Besides, though Si remained an angel except for his toilet accidents, To had other
brilliant ideas in mind, such as dropping materials he was holding in his hand into
the puddle. I am not a germ freak, but oh please! Despite all the havoc he
causes, why does To have to be so cute and affectionate? Not only does he make
me laugh with his obsessive distaste for broken boxes (his toy boxes all have
cracks someplace), he also always comes to ask me for a kiss, pulls my face to
his cheek, hugs me, gives me his wide cheeky smile. And by this time, I learned
how to act sneakier, and I don’t get caught by Si anymore, meaning I do not become
victim of Si’s jealousy attacks. (Lori did today though, and Si ended up
pulling her hair, much harder and longer than he had to me that one time.) For
an hour and half, I stumbled from Si, who led me around by the hand or stroke
my face, to To, who demanded kisses all the time. I’m being spoiled myself by
all the love, going from one student to the other.
Charged
last regular day. I’m on a countdown. It’s a peculiar feeling that I
experience.

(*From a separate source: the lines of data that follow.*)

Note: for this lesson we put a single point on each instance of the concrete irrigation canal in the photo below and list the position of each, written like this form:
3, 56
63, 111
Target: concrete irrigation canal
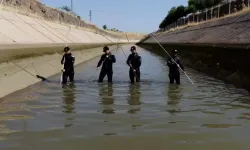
206, 115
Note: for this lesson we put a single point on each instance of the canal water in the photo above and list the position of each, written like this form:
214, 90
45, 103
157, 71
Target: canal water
149, 115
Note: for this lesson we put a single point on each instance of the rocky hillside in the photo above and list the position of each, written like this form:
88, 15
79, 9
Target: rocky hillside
34, 8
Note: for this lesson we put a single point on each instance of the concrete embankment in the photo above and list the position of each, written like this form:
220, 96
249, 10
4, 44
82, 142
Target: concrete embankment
18, 73
33, 46
219, 48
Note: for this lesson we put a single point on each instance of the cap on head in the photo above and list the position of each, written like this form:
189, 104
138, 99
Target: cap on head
133, 48
66, 49
105, 48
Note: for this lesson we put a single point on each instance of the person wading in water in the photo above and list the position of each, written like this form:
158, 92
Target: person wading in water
68, 61
134, 61
174, 73
107, 60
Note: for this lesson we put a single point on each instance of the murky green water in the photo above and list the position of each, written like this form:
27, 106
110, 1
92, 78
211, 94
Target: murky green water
120, 116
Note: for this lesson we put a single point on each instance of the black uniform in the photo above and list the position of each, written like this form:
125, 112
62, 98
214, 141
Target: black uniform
68, 60
106, 61
174, 74
135, 60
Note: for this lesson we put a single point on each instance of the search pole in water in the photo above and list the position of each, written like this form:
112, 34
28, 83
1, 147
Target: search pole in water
172, 58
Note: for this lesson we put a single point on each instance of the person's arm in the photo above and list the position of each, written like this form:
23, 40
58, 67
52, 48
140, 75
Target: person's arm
180, 64
62, 61
128, 60
139, 61
113, 59
169, 62
100, 62
73, 59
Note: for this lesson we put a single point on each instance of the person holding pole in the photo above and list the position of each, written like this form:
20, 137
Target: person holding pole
174, 64
134, 62
107, 60
68, 61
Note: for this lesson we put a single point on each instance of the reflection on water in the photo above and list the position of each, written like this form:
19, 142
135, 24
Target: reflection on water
207, 115
134, 98
106, 94
174, 94
69, 102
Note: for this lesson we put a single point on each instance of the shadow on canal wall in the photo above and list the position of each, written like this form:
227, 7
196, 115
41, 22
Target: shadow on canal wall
226, 32
219, 48
228, 64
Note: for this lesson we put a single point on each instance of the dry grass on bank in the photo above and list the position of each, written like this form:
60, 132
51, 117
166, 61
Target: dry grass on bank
244, 11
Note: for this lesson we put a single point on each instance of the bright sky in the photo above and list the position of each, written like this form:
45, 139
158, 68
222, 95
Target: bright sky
142, 16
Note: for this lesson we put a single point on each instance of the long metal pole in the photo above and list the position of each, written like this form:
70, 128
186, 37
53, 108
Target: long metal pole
72, 5
172, 58
229, 7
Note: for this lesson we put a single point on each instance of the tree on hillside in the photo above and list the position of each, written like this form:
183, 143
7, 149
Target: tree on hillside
175, 13
190, 9
66, 8
105, 27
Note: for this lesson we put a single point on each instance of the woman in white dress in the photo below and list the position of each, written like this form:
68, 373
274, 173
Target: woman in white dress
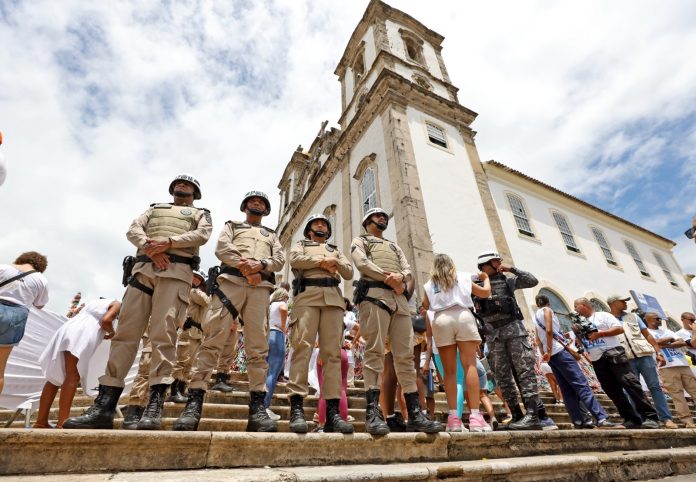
67, 356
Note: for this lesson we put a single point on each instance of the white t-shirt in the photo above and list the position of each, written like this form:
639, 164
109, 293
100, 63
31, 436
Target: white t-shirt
602, 321
674, 357
32, 290
686, 335
459, 295
274, 320
541, 332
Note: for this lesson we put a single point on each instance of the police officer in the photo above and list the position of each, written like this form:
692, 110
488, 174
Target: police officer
190, 336
317, 310
508, 342
250, 254
167, 237
384, 312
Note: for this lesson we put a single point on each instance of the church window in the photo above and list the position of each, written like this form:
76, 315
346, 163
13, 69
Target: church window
520, 214
369, 190
560, 309
436, 135
665, 269
636, 258
566, 232
604, 246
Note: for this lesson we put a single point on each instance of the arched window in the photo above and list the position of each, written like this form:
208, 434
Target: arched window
369, 190
598, 305
559, 307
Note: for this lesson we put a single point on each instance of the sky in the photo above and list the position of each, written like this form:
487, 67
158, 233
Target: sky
103, 103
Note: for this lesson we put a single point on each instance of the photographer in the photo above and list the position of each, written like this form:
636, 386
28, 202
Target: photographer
600, 332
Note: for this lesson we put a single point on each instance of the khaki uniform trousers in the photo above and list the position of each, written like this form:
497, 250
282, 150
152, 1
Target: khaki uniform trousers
186, 351
140, 392
376, 324
229, 350
327, 322
676, 380
252, 304
163, 310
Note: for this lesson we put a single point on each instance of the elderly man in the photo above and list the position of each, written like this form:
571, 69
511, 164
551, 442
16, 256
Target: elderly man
676, 373
611, 366
640, 348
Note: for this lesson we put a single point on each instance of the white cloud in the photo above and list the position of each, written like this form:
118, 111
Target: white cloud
102, 103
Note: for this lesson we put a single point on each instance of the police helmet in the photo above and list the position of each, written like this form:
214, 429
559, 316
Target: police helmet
191, 180
313, 218
260, 194
372, 211
488, 256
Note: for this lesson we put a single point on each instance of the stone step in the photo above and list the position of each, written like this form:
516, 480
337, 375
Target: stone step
80, 451
615, 466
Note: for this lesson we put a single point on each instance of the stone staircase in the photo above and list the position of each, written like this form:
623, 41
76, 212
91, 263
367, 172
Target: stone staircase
222, 450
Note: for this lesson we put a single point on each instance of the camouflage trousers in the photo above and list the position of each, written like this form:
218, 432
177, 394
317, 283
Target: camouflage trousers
513, 354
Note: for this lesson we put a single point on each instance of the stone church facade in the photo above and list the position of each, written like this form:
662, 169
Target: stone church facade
406, 144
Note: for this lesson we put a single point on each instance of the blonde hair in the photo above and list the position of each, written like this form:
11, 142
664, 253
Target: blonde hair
280, 294
444, 272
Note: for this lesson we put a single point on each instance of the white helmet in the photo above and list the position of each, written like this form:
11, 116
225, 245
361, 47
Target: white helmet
372, 211
487, 256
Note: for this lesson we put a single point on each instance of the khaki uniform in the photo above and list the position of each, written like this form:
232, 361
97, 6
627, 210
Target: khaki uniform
241, 240
190, 339
373, 257
317, 310
140, 392
188, 228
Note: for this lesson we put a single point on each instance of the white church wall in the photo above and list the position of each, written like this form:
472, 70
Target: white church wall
573, 274
455, 215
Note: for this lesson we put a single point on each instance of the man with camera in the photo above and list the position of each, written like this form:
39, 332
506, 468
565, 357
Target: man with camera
599, 333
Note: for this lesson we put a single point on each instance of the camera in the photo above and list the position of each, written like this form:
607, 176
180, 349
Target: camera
582, 326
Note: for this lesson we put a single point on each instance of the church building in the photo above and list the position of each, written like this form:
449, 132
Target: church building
406, 144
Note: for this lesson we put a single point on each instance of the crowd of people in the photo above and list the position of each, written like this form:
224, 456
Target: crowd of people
469, 333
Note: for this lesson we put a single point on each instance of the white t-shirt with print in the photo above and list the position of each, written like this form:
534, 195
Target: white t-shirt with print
602, 321
674, 357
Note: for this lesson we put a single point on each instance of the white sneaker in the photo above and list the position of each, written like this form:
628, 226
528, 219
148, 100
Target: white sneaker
272, 415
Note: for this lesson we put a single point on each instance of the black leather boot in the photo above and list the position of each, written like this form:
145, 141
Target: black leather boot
101, 413
298, 424
152, 416
374, 419
417, 420
132, 417
334, 422
188, 420
177, 392
221, 384
259, 421
531, 419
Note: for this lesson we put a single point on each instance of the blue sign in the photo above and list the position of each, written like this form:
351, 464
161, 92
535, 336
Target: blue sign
648, 303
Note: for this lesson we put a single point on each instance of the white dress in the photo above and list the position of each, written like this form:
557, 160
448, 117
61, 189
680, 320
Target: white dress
80, 336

I know I will miss the people at Centro “2 de abril,” and the
therapists say they will miss me as well. But what about the children? I see
them so affectionate and loving when they are around me, but how will they be
when they realize I’m not there? I won’t find out, because I won’t be there
anymore. And I think that only kindles my curiosity more.
You can always send them a message every now and then. A colorful card, a picture of you and your new home, anything that reminds them you do care.